Я перебрал, подобно чёткам, дни
нечёткие, что лето подарило
средь несерьёзной дачной суетни.
Нечёткие? Забытые? Пустые?
Колеблются, как чашечки весов,
высокие цветы на длинных выях
под щёлканье отживших языков.
«Dum spiro, spero…» – повторяю. Ночью
так сладок воздух и горька латынь.
Мы подлинник сменили на подстрочник,
решив, что он отныне господин.
Но всё же, всё же, как призывно звучно
в ночи летят изгнания слова…
Корабль плывёт. Овидий дышит тучный.
И ночь моя, как и латынь, – мертва.
2.
Читаю «Тристии»... Уже в который раз...
Плывёт латынь в оранжевые сосны...
За что мне эта пагубная страсть:
перебирать назоновский вопросник?..
Там холодно... А здесь почти тепло...
Страницу заложив иглой сосновой,
я думаю о том, что отцвело
и что чему является основой...
Что я ищу?.. Какой сегодня век?..
Цветы молчат... Тяжёлой каплей виснет
упрямый шмель, замысливший побег
от жадности цветов в дыханье «Тристий»...
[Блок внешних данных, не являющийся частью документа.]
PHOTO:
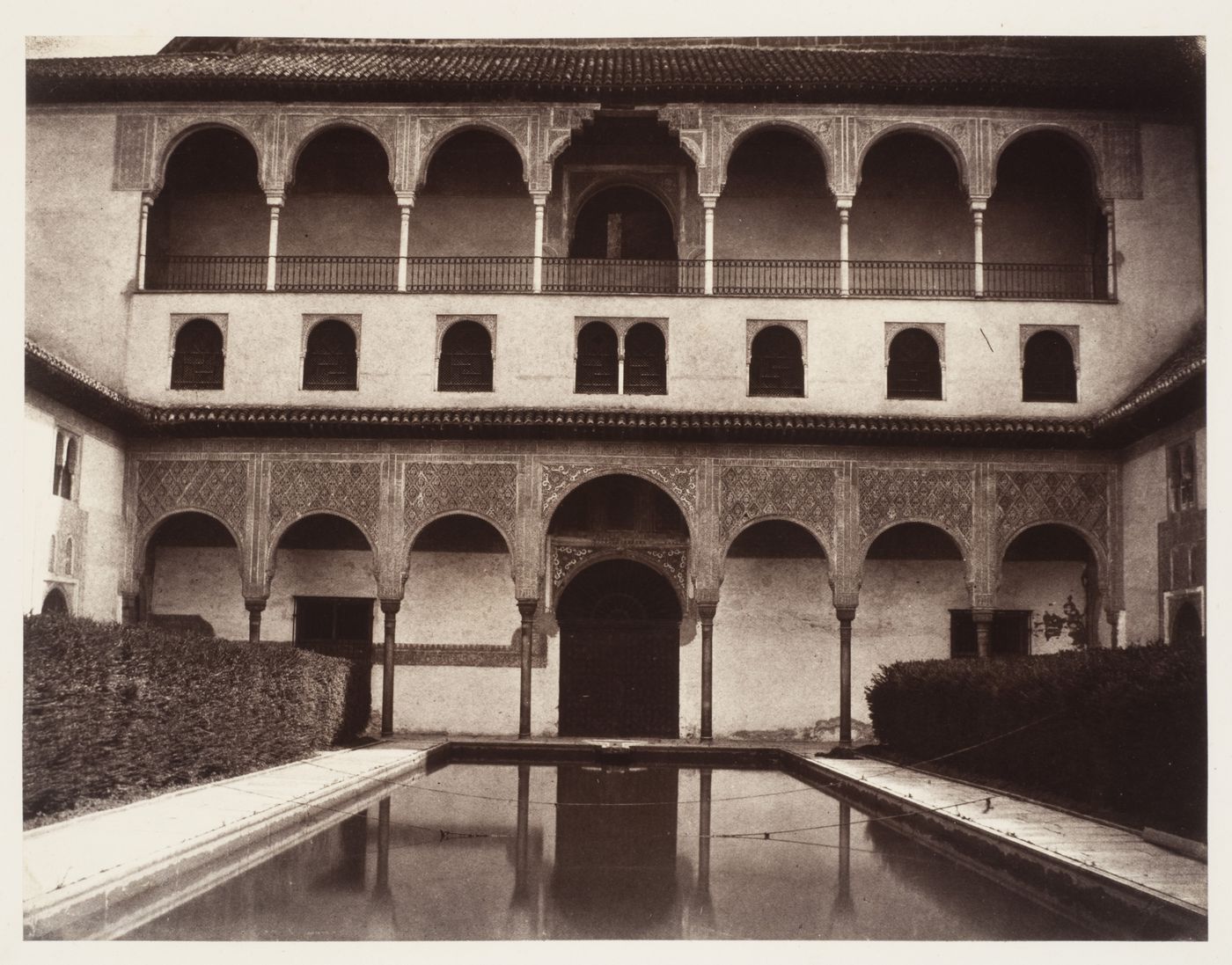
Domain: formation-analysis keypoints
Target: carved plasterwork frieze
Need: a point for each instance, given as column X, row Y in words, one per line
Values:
column 218, row 486
column 803, row 493
column 673, row 560
column 298, row 487
column 488, row 489
column 944, row 496
column 1038, row 495
column 557, row 479
column 822, row 129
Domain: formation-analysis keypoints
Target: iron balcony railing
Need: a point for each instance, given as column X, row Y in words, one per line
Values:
column 761, row 276
column 206, row 274
column 471, row 274
column 1056, row 282
column 913, row 278
column 621, row 276
column 477, row 274
column 336, row 274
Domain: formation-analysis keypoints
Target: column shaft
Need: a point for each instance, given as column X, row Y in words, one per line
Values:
column 706, row 612
column 390, row 607
column 254, row 606
column 846, row 616
column 526, row 607
column 142, row 241
column 538, row 268
column 271, row 271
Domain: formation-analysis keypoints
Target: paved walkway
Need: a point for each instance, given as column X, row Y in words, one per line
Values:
column 1111, row 851
column 80, row 873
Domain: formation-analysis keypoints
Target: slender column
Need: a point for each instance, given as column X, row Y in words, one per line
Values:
column 983, row 620
column 526, row 606
column 404, row 204
column 708, row 202
column 1109, row 216
column 844, row 247
column 390, row 608
column 142, row 241
column 538, row 278
column 706, row 612
column 271, row 272
column 254, row 606
column 977, row 216
column 846, row 616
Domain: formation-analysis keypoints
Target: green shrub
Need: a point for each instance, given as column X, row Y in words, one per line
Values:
column 110, row 709
column 1123, row 730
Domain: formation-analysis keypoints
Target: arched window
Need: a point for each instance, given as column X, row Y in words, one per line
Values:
column 55, row 602
column 597, row 360
column 65, row 464
column 914, row 369
column 1049, row 372
column 330, row 358
column 466, row 358
column 197, row 362
column 776, row 366
column 646, row 361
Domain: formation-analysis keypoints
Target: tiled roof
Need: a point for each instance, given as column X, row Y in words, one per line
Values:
column 1099, row 73
column 1183, row 364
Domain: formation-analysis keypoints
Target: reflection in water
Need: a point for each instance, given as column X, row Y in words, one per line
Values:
column 496, row 852
column 615, row 873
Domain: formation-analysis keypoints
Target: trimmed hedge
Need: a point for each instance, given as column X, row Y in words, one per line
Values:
column 1123, row 730
column 111, row 709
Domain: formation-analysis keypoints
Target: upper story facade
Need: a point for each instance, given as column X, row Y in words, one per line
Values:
column 800, row 228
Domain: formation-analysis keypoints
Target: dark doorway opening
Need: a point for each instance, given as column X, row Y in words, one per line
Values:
column 1009, row 635
column 620, row 654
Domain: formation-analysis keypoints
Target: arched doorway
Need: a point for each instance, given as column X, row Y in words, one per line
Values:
column 620, row 663
column 1186, row 626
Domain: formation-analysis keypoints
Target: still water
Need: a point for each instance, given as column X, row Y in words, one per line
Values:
column 507, row 852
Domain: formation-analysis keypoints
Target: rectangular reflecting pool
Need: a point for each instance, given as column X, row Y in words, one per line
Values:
column 480, row 851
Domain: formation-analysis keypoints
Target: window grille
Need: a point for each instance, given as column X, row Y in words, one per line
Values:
column 65, row 465
column 330, row 358
column 466, row 358
column 1183, row 478
column 646, row 363
column 914, row 369
column 197, row 362
column 776, row 367
column 1049, row 373
column 597, row 360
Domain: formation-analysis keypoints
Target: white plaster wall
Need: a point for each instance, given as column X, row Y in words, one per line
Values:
column 203, row 581
column 775, row 647
column 100, row 545
column 1043, row 588
column 80, row 241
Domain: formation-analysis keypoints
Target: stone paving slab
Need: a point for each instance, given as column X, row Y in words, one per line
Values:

А в небе догорают облака...
День уместился голубем в ладонях.
И не из «Тристий» плавает строка
над головой в вечнозелёных кронах:
«Quo vadis, жизнь?..» А сосны горячи,
и кукушонок плачет безответно,
и солнечные падают лучи
на лист бумажный сквозь круженье веток...
Цветы молчат... И солнце – отцвело.
Латыни эхо вторит мне: «...грядеши...»
Назон, спеши!.. Отправь и мне письмо...
Я, как и ты, у моря – безутешен...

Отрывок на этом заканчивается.